We are exploring a qualitative study to learn in a more formal way the nature of the impact of our teaching on our students. This study will include following students through clerkship to determine their practice of what they learned and the barriers to that practice. A direct quantitative answer to the question of whether this teaching has an effect compared with not teaching the course would require a randomized controlled trial. Since the effect is on groups of students, the above trial would probably need to have a cluster design [21]. In the shorter term, we are exploring a stepped-wedge cluster randomization [21] to take advantage of the stepped nature of the teaching in our institution where cohorts of students in the same class are taught the course in sequential 2‑month blocks. In the longer term, we are planning to enrol other medical schools, including in the United States, in a study where the unit of randomization would be a whole medical class and the intervention would be specified by our course guide [20] supplemented by in depth training of tutors. We hope in this way to make a course that we believe is beneficial in preparing students for clerkship available to other centres while at the same time conducting a rigorous study of the course’s effectiveness in helping students relate effectively to patients and blunting declines of empathy and ethical reasoning during clerkship.

Final thoughts

We believe that the course does provide a clear-cut and tangible way to prepare students for clerkship and to blunt or alleviate the decline in the expression of key values during clerkship. We believe the timing of the course immediately prior to clerkship may be an important factor in its success—students are very curious and committed to learning whatever may help them to do a better job in clerkship.

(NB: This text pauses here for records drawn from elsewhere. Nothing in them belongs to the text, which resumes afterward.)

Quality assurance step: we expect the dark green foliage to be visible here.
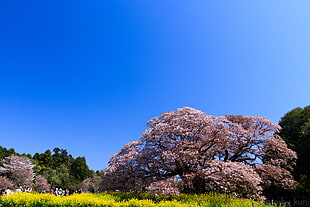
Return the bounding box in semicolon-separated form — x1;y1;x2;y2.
70;157;91;182
33;147;93;188
279;106;310;198
0;146;97;190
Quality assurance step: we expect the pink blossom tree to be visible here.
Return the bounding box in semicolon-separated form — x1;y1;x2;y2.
101;107;297;199
0;155;35;187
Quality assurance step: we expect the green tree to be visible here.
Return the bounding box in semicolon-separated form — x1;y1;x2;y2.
279;106;310;197
71;157;90;182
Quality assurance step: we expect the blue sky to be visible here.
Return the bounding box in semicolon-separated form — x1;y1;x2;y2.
0;0;310;170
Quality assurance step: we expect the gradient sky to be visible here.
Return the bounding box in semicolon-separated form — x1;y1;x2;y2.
0;0;310;170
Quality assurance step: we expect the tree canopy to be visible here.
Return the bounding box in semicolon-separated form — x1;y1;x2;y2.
101;107;297;199
279;106;310;197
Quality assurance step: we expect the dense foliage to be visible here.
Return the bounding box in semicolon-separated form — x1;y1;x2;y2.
0;192;271;207
101;107;297;199
0;147;101;192
279;106;310;198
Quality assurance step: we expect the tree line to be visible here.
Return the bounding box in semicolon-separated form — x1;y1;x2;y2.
101;106;310;200
0;106;310;200
0;146;101;191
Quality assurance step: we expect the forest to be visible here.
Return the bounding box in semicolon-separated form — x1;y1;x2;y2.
0;106;310;205
0;146;101;192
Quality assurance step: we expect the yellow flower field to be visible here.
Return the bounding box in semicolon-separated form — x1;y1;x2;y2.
0;193;276;207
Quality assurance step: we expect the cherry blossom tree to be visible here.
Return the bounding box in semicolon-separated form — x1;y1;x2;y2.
101;107;297;199
0;154;35;187
0;176;13;191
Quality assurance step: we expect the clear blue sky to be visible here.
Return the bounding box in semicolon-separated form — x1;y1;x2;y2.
0;0;310;170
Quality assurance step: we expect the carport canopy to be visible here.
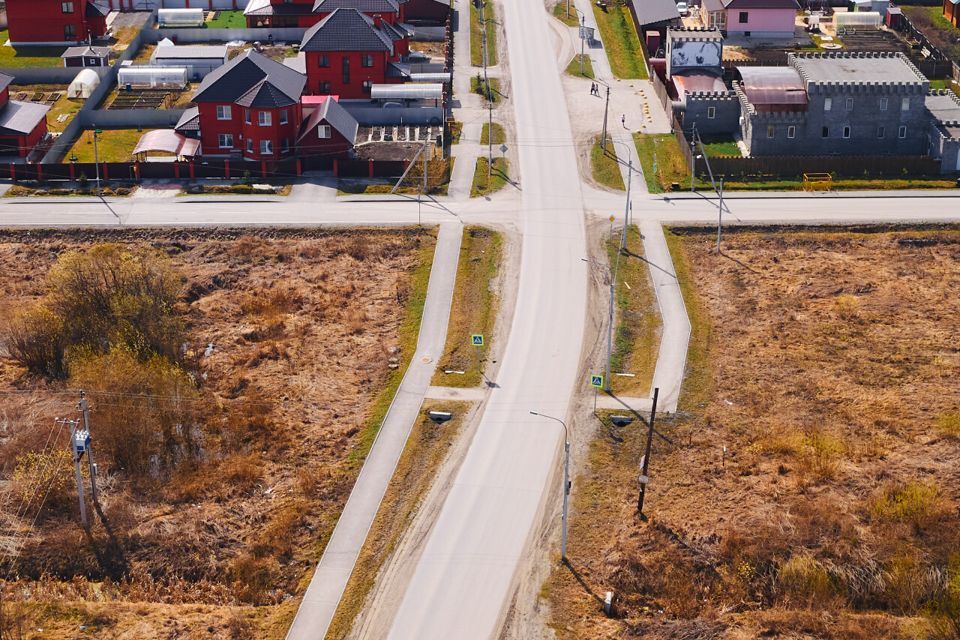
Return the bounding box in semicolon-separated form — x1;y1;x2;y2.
133;129;200;158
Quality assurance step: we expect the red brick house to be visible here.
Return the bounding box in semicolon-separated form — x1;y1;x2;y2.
176;50;306;160
243;0;406;28
0;74;50;158
300;9;410;99
7;0;107;45
943;0;960;28
297;96;360;156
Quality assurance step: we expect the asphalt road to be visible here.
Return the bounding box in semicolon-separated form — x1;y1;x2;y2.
389;0;587;640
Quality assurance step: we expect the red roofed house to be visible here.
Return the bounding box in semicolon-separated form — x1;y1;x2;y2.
0;74;50;158
7;0;107;45
243;0;407;27
176;50;306;160
300;9;410;99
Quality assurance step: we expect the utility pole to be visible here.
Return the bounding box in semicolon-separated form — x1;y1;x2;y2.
717;178;723;255
601;85;610;153
680;122;697;191
637;387;660;520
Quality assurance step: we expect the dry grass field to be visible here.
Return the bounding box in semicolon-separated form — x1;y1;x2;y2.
542;229;960;640
0;230;435;640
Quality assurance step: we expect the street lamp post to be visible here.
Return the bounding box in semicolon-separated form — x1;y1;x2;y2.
530;411;570;562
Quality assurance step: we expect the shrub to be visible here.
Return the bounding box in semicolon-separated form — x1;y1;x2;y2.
871;482;947;531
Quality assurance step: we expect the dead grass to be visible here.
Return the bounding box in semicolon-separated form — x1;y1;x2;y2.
544;229;960;640
0;230;435;639
433;227;503;387
326;402;471;640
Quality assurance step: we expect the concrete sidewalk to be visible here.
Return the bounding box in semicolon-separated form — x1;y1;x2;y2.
287;224;463;640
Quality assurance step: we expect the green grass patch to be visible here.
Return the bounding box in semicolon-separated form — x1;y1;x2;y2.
553;0;580;27
470;0;497;67
66;129;150;164
593;4;649;79
590;136;624;191
433;227;503;387
206;11;247;29
664;229;714;414
607;225;661;396
0;29;67;69
470;158;510;198
567;53;595;80
480;122;507;144
470;75;501;104
633;133;690;193
324;401;471;640
350;229;437;466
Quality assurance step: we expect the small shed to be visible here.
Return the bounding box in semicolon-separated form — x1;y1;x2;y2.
60;46;110;68
67;69;100;99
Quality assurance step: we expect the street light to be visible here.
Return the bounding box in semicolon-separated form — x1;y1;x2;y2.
530;411;570;562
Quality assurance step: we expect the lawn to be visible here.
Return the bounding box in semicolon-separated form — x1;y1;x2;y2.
470;0;497;67
470;158;510;198
470;75;502;104
206;11;247;29
593;4;648;79
553;0;580;27
433;227;503;387
66;129;150;162
0;29;67;68
607;225;661;397
633;133;690;193
541;227;960;640
590;136;624;191
10;84;83;133
567;53;594;80
480;122;507;144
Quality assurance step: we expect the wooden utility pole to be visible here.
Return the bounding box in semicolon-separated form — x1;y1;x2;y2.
637;387;660;520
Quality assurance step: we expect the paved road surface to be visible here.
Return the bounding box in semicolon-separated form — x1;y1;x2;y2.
287;223;463;640
389;0;587;640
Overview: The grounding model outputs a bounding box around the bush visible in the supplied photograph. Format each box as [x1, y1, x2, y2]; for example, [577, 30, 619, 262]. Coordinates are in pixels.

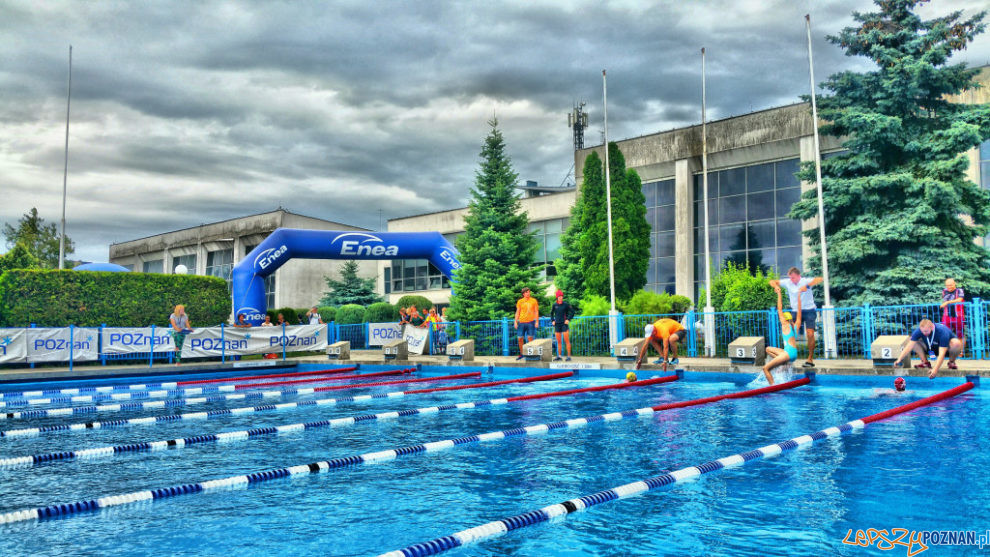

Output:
[580, 294, 612, 317]
[337, 304, 364, 325]
[316, 306, 337, 323]
[395, 294, 433, 310]
[364, 302, 399, 323]
[0, 269, 231, 327]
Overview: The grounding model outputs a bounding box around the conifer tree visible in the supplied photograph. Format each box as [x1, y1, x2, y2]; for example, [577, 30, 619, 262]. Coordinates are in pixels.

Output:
[450, 119, 543, 321]
[791, 0, 990, 304]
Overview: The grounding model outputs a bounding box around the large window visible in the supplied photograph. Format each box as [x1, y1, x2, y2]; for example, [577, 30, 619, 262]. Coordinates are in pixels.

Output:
[643, 180, 675, 293]
[141, 259, 165, 273]
[694, 159, 801, 298]
[172, 253, 196, 275]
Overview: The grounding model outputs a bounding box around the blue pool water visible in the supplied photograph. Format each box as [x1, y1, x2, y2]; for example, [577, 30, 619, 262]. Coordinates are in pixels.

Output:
[0, 366, 990, 556]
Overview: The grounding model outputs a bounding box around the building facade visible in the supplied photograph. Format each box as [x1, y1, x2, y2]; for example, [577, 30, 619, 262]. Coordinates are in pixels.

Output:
[110, 208, 378, 308]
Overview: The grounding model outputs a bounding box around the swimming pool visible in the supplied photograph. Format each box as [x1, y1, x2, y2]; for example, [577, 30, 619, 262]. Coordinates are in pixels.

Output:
[0, 366, 990, 555]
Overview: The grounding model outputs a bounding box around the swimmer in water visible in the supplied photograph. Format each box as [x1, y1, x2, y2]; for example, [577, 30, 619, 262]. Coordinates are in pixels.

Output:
[763, 285, 801, 385]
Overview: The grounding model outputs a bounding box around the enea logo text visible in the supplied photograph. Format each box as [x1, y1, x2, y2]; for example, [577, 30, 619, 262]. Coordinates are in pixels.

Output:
[254, 244, 289, 269]
[330, 232, 399, 257]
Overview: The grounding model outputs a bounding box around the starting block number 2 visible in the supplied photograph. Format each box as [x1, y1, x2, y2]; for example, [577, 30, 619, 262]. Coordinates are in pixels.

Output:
[736, 346, 756, 359]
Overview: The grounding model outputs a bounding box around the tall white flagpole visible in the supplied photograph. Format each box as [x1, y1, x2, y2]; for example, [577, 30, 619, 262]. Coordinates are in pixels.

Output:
[602, 70, 619, 347]
[58, 45, 72, 271]
[804, 14, 836, 358]
[701, 48, 715, 358]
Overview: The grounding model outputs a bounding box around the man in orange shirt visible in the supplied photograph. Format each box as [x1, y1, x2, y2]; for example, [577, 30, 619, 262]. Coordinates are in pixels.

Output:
[636, 318, 685, 371]
[513, 287, 540, 360]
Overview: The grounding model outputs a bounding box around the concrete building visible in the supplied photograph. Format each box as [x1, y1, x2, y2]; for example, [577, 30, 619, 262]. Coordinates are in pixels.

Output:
[110, 208, 378, 309]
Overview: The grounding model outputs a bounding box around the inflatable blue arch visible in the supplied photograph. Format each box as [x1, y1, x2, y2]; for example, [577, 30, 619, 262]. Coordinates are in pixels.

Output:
[231, 228, 461, 325]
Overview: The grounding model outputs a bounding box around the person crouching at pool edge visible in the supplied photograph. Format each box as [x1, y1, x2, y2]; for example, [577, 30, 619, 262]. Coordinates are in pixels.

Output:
[636, 317, 684, 371]
[894, 319, 962, 379]
[763, 286, 801, 385]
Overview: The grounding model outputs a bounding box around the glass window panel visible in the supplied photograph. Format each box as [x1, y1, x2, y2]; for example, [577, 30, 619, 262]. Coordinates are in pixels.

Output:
[746, 191, 774, 220]
[746, 163, 773, 192]
[642, 182, 657, 207]
[654, 257, 677, 282]
[720, 168, 746, 197]
[774, 159, 801, 189]
[655, 232, 680, 257]
[718, 195, 746, 224]
[776, 188, 801, 217]
[777, 247, 801, 275]
[777, 219, 801, 246]
[718, 224, 746, 251]
[748, 220, 776, 249]
[654, 205, 675, 232]
[657, 180, 674, 205]
[694, 200, 718, 228]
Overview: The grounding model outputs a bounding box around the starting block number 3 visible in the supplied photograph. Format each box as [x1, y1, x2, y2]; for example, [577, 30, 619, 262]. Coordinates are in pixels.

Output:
[736, 346, 756, 358]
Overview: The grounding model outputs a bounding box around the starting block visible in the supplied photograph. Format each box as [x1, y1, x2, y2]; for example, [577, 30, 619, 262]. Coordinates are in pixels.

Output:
[729, 337, 767, 366]
[522, 338, 553, 362]
[327, 340, 351, 360]
[447, 338, 474, 362]
[382, 340, 409, 360]
[615, 337, 646, 362]
[870, 335, 911, 367]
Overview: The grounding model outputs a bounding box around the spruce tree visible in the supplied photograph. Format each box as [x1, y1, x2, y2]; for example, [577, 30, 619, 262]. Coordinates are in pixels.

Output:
[557, 143, 651, 300]
[450, 119, 543, 321]
[791, 0, 990, 304]
[320, 261, 382, 306]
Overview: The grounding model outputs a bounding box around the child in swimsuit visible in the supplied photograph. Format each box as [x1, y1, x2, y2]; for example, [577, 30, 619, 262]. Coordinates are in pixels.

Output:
[763, 286, 801, 385]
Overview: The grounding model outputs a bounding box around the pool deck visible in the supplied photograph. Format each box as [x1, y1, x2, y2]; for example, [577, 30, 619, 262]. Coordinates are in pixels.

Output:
[0, 350, 990, 384]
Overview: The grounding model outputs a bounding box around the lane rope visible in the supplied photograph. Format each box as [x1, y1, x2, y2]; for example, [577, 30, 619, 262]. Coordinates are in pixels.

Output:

We learned some key lessons in teaching the course to medical students:

  1. a)

    We were concerned, because we were teaching an unselected group of students who had not volunteered for the course, that there would be some students who were so resistant to this teaching that they would disrupt the process for the whole group. This turned out not to be the case—a very pleasant surprise.

  2. b)

    We have also found that acceptance of the course appears to have increased with succeeding years, possibly because of communication between students from different cohorts.

  3. c)

    One realization in teaching the course which is reflected in our own observations and the students’ essays [16] is that a major benefit of the course is that students get to know each other better and relate to each other on a deeper level. This break down in the sense of isolation that physicians often feel [22] is a major benefit of the course and an important step in contributing to students’ own wellness and preparing them to relate more deeply to their patients.